A native of Manipur, Irom Sharmila, is credited for holding the world’s longest ever fast. She began her fast from the 2nd of November, 2000 at the age of 27 after security forces gunned down 10 innocent villagers in a village in the state. The shooting took place under a hugely controversial Armed Forces Special Powers Act (AFSPA), which allows security forces to shoot at sight and arrest anybody without a warrant in areas that are declared ‘disturbed’. This activist started the fast-unto-death for the repeal of the same AFSPA act which is in force, mostly in the North Eastern states like Nagaland, Assam and Arunachal Pradesh,. She was, however, arrested three days after the fast on charges of ‘attempted suicide’. Being force-fed through nasal tube since then, Sharmila has been released and re-arrested a number of times.

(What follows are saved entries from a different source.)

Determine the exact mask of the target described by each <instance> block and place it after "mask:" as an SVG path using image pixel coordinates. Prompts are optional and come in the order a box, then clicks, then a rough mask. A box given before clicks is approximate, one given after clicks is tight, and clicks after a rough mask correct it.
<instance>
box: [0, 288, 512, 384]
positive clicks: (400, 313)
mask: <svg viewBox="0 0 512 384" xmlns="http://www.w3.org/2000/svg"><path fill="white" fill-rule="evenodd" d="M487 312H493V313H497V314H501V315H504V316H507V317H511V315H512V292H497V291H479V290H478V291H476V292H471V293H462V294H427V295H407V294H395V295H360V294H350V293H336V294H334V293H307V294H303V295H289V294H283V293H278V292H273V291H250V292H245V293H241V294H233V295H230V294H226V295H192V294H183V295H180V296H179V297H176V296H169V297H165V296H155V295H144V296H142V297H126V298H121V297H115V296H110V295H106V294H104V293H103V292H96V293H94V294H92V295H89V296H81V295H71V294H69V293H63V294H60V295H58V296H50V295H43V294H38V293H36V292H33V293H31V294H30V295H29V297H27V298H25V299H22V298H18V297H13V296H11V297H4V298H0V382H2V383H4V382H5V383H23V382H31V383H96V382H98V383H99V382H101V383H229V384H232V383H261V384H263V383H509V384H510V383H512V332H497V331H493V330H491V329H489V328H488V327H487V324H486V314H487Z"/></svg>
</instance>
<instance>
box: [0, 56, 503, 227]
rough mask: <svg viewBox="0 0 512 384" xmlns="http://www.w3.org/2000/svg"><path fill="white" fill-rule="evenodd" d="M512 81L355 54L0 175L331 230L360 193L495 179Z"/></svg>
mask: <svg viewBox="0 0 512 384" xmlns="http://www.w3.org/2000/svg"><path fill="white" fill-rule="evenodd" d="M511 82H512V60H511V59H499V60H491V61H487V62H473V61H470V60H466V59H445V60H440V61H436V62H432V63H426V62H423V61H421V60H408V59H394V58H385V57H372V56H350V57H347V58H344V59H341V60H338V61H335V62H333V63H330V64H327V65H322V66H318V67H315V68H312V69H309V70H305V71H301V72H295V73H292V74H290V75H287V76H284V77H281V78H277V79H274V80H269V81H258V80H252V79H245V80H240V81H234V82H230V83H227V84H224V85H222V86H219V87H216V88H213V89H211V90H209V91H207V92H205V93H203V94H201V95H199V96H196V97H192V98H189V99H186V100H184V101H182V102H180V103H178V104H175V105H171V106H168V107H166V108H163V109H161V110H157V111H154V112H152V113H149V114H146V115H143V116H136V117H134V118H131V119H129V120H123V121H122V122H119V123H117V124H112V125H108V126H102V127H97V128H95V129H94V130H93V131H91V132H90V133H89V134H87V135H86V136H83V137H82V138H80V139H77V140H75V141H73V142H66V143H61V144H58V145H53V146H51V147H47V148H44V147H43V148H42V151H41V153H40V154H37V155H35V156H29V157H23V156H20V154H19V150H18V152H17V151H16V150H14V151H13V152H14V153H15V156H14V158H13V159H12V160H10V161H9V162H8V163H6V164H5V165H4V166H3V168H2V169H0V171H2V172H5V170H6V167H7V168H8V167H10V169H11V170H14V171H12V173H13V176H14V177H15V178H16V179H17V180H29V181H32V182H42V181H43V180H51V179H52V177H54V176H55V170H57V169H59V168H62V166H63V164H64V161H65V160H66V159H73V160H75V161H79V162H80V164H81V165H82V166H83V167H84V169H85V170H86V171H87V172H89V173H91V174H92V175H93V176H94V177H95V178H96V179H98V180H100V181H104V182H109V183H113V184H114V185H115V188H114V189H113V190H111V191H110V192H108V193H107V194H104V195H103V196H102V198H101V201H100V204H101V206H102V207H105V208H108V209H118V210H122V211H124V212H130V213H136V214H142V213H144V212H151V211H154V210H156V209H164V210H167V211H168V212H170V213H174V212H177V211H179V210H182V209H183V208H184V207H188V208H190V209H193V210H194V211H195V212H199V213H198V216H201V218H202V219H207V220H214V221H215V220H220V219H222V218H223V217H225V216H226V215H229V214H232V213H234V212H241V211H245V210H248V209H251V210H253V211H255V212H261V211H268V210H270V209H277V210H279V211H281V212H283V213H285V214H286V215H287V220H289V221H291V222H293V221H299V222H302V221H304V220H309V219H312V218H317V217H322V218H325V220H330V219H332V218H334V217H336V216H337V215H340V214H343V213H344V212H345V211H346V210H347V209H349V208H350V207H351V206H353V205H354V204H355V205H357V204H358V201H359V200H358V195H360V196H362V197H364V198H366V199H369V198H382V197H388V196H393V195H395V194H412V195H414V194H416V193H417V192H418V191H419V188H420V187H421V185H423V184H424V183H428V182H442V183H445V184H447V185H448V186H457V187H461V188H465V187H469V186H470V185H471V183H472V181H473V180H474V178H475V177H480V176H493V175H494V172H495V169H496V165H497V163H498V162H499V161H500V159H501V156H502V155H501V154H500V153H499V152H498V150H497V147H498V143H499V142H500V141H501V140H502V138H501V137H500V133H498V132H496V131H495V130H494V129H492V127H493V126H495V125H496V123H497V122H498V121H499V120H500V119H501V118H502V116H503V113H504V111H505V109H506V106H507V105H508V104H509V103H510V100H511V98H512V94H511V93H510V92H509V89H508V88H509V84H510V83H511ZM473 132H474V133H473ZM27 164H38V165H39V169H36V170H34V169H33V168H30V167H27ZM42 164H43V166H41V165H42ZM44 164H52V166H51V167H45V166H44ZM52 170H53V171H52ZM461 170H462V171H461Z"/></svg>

A stark distinction is clearly visible in the response received by the two activists, both of whom had adopted Gandhian method of non-violent protest. On one hand is Hazare, who was relatively unknown before his first fast in Delhi in April but has now become a cult figure. On the other hand, there is Sharmila, who despite 11 years of fast, is yet to garner a mass following and attract the national attention. One of the main culprits to blame for this difference is the media. While Hazare was the face of every news channels and his Jan Lokpal Bill, the talk of every talk show, Sharmila’s fast from the beginning hasn’t received the coverage as it richly deserved. Hazare’s campaign received a massive boost from the Indian news media, the coverage ranging from the activist’s health updates to the activities at the Ram Lila ground. In contrast, news of the iron lady of Manipur does rarely find a slot in news channels, they go completely unnoticed. As Anil Dharker rightly remarked in the Outlook, “In covering Anna, TV seems to have shed its critical faculties’.
The question now is : When the media can even shed its ethics by becoming highly un-balanced and un-objective (views that challenged Hazare’s were hardly given air time and space), why can’t it focus on the simple issue of Sharmila, who has been protesting with such immense will-power for the last eleven years?
Another possible reason for the Manipuri activist’s issue receiving a lukewarm response is the isolation of the North East and its issues from the rest of India. A constant complaint against the central government is that it has always been indifferent to the problems of North East. This is also cited as a reason for the rise of armed struggle in the region. It is quite understandable when Irom Singhajit, brother of Irom Sharmila, says that it is time people spared time for seemingly isolated silent agitation like Sharmila’s and made it a mainstream movement. Since the AFSPA has been in force only in the north eastern states and Kashmir, the rest of states and the people there are not bothered by it. But explaining his sister’s fight, Singhajit says, “my sister is fighting for every Indian who might some day face a gun for disagreeing with the Government’. With the aim of reaching out to more people, Sharmila even did a Hazare (a Maharastrian) in 2006. But when she reached Jantar Mantar in Delhi to protest she was arrested. Unfortunately, even that could not gather the much needed support from the other parts of India. Let alone the mainstream national media.
The issue is not the comparison between the crusades of the two activists. While Hazare’s agitation against corruption was very vital and came at the right time, Sharmila’s fight is no less important. But the iron lady needs much more than sympathy and occasional coverage.